Mehmet Husnu (also known as Matt Hudson) and Ali Seytanpir (also known as Alex Townsend) ran OFG Investments Ltd and GIG Properties Ltd, which marketed and sold plots of land belonging to another company on a former World War II airfield in Devon. The plots were sold to unsuspecting investors, on the basis that they were suitable for development and had a good chance of achieving planning permission, which was not true – the local authority plan for the area would not allow the sort of developments the firms promoted.

According to the investigation from the Official Receiver, between December 2010 and December 2011 the companies conned investors into handing over more than £2.2m for the plots of land. The scam involved the agreement of the actual owner of the land, and saw Husnu and Seytanpir retain as commission more than 85% of the proceeds of the scam.

Husnu has been disqualified as a director for 14 years, while Seytanpir has been disqualified for 12 years.

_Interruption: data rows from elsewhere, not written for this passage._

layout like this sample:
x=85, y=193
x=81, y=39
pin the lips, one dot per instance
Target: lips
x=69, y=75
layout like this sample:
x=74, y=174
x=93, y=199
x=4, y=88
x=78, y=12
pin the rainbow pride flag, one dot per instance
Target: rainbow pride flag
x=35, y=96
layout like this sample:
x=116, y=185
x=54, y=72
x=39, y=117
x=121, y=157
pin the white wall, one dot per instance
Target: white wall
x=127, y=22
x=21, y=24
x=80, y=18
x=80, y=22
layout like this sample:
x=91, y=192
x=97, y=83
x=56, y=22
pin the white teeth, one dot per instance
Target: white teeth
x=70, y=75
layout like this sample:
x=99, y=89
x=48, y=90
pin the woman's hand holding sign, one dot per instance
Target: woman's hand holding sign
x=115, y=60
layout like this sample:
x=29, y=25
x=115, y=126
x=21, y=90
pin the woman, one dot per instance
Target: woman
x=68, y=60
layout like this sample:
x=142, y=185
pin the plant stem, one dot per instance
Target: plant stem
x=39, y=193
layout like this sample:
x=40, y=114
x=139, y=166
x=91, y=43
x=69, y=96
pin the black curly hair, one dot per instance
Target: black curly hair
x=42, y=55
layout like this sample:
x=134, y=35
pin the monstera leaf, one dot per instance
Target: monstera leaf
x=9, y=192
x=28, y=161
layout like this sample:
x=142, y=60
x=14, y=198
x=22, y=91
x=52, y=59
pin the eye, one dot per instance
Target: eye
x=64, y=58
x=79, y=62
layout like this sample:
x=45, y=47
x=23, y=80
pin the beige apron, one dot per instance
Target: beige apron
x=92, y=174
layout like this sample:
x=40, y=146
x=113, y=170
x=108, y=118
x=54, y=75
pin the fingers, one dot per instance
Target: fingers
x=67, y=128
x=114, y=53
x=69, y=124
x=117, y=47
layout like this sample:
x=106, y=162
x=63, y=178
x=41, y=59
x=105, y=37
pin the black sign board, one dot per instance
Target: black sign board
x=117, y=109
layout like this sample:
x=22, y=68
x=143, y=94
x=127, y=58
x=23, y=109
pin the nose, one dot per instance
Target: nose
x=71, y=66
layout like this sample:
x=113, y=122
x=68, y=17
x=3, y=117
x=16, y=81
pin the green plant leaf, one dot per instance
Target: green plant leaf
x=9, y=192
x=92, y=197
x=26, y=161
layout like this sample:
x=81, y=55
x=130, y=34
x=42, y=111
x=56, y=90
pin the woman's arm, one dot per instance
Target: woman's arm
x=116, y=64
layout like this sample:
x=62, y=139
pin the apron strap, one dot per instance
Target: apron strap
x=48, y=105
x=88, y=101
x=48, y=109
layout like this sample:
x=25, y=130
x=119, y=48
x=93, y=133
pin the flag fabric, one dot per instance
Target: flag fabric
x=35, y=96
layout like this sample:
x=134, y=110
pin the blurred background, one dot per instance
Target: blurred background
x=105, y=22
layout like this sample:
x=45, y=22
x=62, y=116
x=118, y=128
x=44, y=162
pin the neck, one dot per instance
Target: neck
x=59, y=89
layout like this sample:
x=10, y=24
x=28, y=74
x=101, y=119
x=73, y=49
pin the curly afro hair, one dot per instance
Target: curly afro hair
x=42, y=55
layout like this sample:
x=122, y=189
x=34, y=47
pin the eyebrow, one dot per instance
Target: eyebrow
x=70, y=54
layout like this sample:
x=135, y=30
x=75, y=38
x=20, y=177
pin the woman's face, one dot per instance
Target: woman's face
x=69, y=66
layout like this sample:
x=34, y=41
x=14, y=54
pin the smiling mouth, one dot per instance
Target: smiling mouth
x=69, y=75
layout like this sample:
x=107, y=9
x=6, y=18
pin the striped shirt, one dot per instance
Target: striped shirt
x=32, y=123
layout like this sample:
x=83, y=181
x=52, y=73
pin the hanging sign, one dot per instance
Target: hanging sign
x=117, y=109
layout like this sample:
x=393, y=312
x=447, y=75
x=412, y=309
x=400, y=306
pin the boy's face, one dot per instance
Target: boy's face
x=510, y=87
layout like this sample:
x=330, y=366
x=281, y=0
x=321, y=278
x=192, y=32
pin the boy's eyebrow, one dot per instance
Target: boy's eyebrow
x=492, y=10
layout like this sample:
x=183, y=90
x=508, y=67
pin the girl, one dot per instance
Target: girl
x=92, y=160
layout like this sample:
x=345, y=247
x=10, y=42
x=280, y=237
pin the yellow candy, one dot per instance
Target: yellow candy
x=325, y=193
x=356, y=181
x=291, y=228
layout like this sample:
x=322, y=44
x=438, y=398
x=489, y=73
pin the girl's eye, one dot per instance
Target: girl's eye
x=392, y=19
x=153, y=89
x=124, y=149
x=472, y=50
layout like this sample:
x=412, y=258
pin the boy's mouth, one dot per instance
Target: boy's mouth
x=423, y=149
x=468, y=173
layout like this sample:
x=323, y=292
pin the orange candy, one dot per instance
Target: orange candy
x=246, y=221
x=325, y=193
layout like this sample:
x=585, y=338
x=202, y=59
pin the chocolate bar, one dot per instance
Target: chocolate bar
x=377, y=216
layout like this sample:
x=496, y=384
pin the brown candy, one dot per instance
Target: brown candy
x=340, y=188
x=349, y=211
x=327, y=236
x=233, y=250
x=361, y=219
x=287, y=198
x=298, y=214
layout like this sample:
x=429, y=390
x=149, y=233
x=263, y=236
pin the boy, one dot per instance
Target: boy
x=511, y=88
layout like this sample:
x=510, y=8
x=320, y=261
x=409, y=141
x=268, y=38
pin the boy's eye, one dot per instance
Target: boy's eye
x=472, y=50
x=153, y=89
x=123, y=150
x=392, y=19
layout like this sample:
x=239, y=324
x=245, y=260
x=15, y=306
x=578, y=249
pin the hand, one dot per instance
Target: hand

The firms ceased trading when a freezing order was brought against them, and the company that owned the land, in December 2011 by the-then regulator, the Financial Services Authority. This followed complaints from members of the public about calls they had received from OFG’s ‘brokers’.

Anthony Hannon, Official Receiver in the Public Interest Unit, said: “As with all the other land banking companies that the Official Receiver has dealt with over many years, these companies have brought misery to unsuspecting members of the public, who were persuaded to part with their savings in exchange for virtually worthless plots of land.

“The company was run entirely for the benefit of the directors and salespeople, at substantial cost to the investors who had been misled and have lost their money in what was never a realistic investment. In all our years of dealing with land banking scams we have not seen a single piece of land that has been sold in this way actually go on to obtain planning permission.”